A Mirulandia non ci facciamo mancare niente. Abbiamo un signor gatto di nome G., un ex-pastore del Caucaso di nome Poligraf che brontola, scrive, legge e sa far di conto, tanti libri ovunque e ultimamente una foresta di rampicanti che studiano diligentemente da piante assassine.
Quello che non sapete è che da qualche mese abbiamo anche un Guru del Cibo. Il Guru del Cibo prima di conoscermi non sapeva di esserlo. Il Guru del Cibo, del resto, non sapeva neanche del mio rapporto disinvolto con il cibo. Per lui "Non mangio" era "Non sto mangiando in questo momento" e comunque sempre: "Mangio dopo".
Poi, alle due e un quarto di un freddo pomeriggio di gennaio, per puro caso si svolse questo dialogo:
– Che fai, mangi?
– No, non mangio.
– Non mangi. Non dirmi che hai ancora la cucina ingombra di pacchi per il trasloco.
– Non pranzo.
– Oggi?
– Mai, da circa sei mesi. Ceno.
– Ah.
– Ma poco.
È una di quelle cose che prima o poi bisogna dire. E come si fa a dirlo, senza dirlo?
Per decenni avevo digiunato in libertà per periodi più o meno lunghi, mentre tutti facevano educatamente finta di nulla. Di nulla, mentre la mattina mi vedevano aggiungere lo zucchero a milligrammi nel caffè (ogni mattina, la scoperta dello zucchero, con M. che commentava a bassa voce: "Quanto ne mette, oggi? Io scommetto su un quarto di cucchiaino") e staccare briciole da una brioche, quando assistevano alla lenta agonia di pizze martoriate e lasciate a raffreddare, quando magicamente le porzioni nel loro piatto raddoppiavano mentre le mie scomparivano, quando si accontentavano di un "passo dopo cena, mangio qualcosa prima" sapendo che quel qualcosa era un pacchetto di crackers o mezzo barattolo piccolo di Pringles. Poi arrivava l'estate e cominciava l'epoca dei cinque pomodorini a pranzo, una pesca nel pomeriggio. Ero felice. Non mangiare non era un modo per attirare l'attenzione, semmai il contrario. Io aspiro all'invisibilità. Per come la vedo io, chi non mangia è invisibile. Dimenticarsi di mangiare è sublime, ci vogliono anni di esercizio. Poi, per sembrare normali, si può sempre parlare di dieta.
Gennaio: tre mandarini nel pomeriggio e più tardi con calma un caffè. Felice.
– Così stanno le cose.
– Ah.
Pochi secondi di silenzio (tanto per riunire gli argomenti) e: "Lo stomaco si abitua a tutto, ma questo non ti fa bene"... "Lo stimolo della fame non è l'unico segnale da ascoltare"... "Dici di stare bene perché non vedi e non senti gli effetti nefasti"... Sì, usò la parola nefasti. Tutte cose già sentite, ovviamente.
– Lo sai cosa succede quando digiuni?
– Cosa succede, scommetto che lo stomaco si mangia da solo.

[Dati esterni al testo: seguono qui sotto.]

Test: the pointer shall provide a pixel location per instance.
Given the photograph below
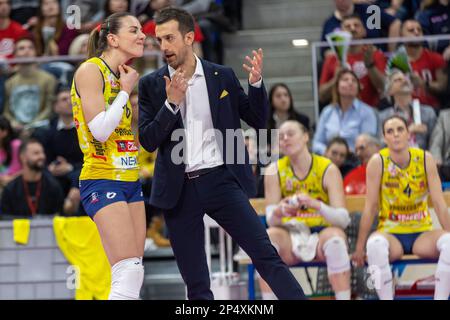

– Il tuo corpo si cannibalizza. Prima cerca i carboidrati, li esaurisce e passa ai grassi...
– Se non trova i grassi, viene a cercare il cervello con una P38?
– ... ma le persone come te [le persone come me!] praticamente non hanno riserve, e quindi passa alle proteine. E quali sono gli organi che vengono danneggiati?
– A questo punto il cervello di sicuro se la passa male.
– FEGATO e MILZA.
– I reni, tutto a posto?
– Ommadò.
Seguì la prima di una lunghissima serie di trattative estenuanti (carboidrati a pranzo, proteine a cena), di concessioni a denti stretti e di scuse surreali. Lui non lo sapeva ancora, ma aveva fatto l'upgrade da amico a pesante, didascalico, insistente Guru del Cibo. Potevo indicargli la via d'uscita più breve da Mirulandia oppure assecondarlo con il rischio di covarmi un transfert con i fiocchi. Il transfert tutto sommato poteva essere un diversivo.